After a while, Allen Ginsberg enjoyed doing just about everything else but cigarette smoking. And he had the politics to support this one eventual self-prohibition, best expressed in his song called "Don't Smoke (Put Down Your Cigarette Rag)." Here is a RealAudio version of the recording. It's a 9 billion dollar capitalist joke.
"Doctor," Ginsberg said to his very first psychiatrist in San Francisco, "I don't think you're going to find this very healthy and clear, but I really would like to stop working forever--never work again, never do anything like the kind of work I'm doing now--and do nothing but write poetry and have leisure to spend the day outdoors and go to museums and see friends. And I'd like to keep living with someone -- maybe even a man -- and explore relationships that way. And cultivate my perceptions, cultivate the visionary thing in me. Just a literary and quiet city-hermit existence."

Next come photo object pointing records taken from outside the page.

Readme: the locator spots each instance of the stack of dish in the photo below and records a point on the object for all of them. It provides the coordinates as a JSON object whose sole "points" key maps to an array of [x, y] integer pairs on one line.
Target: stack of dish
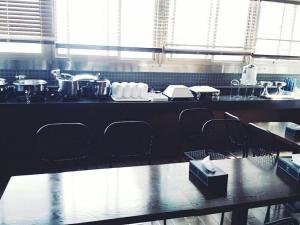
{"points": [[129, 91]]}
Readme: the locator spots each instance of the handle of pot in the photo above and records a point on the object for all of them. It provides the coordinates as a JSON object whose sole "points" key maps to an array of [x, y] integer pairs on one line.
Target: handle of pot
{"points": [[20, 77], [56, 72], [28, 96]]}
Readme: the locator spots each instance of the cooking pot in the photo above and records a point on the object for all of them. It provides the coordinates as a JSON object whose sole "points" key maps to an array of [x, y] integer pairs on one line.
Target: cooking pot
{"points": [[33, 89], [3, 89], [100, 88], [67, 87]]}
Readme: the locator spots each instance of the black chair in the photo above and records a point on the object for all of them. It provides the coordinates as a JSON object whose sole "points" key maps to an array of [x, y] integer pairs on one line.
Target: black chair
{"points": [[191, 122], [230, 116], [129, 139], [262, 142], [285, 221], [63, 145]]}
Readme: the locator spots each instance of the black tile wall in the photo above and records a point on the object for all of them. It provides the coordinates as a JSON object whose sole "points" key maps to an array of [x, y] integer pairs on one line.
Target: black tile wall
{"points": [[156, 80]]}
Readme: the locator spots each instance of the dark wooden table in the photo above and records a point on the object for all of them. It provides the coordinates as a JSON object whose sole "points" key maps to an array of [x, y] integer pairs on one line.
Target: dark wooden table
{"points": [[143, 193], [278, 129]]}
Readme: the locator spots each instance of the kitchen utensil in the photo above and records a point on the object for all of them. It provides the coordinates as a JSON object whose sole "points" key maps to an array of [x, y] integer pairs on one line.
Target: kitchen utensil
{"points": [[32, 89], [3, 89], [100, 88], [280, 85], [202, 92], [178, 92], [117, 90], [265, 85], [134, 89], [235, 83], [249, 75], [68, 88]]}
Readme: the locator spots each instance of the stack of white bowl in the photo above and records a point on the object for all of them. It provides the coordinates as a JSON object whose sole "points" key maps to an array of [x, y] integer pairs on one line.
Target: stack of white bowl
{"points": [[130, 90]]}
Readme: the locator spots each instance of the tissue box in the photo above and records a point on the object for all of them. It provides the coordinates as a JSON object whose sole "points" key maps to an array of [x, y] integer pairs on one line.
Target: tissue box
{"points": [[287, 165], [216, 181]]}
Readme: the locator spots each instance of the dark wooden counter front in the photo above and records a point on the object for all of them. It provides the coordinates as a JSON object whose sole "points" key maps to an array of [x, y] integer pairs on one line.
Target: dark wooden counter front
{"points": [[20, 121]]}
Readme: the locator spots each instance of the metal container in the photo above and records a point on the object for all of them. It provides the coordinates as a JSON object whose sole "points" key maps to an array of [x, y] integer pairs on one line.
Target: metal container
{"points": [[99, 88], [67, 87], [32, 89], [3, 89]]}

For me the most enjoyable aspect of understanding Ginsberg's writing is to deal straight on, feeling no need to reconcile them, with the two tendencies: stern (however hilarious otherwise) warnings against unethical or politically unconscious acts and ecstatic exploration of life-living resisting custom and normative behavior. In a sense this is the one biggest issue for experimental poetry from the dawn of modernism in the first 20th-century decade--the everyday politics of avant-gardism, how we can be liberated from ugly unbeautiful constraint while living with a new whole notion of communal and even personal rightness.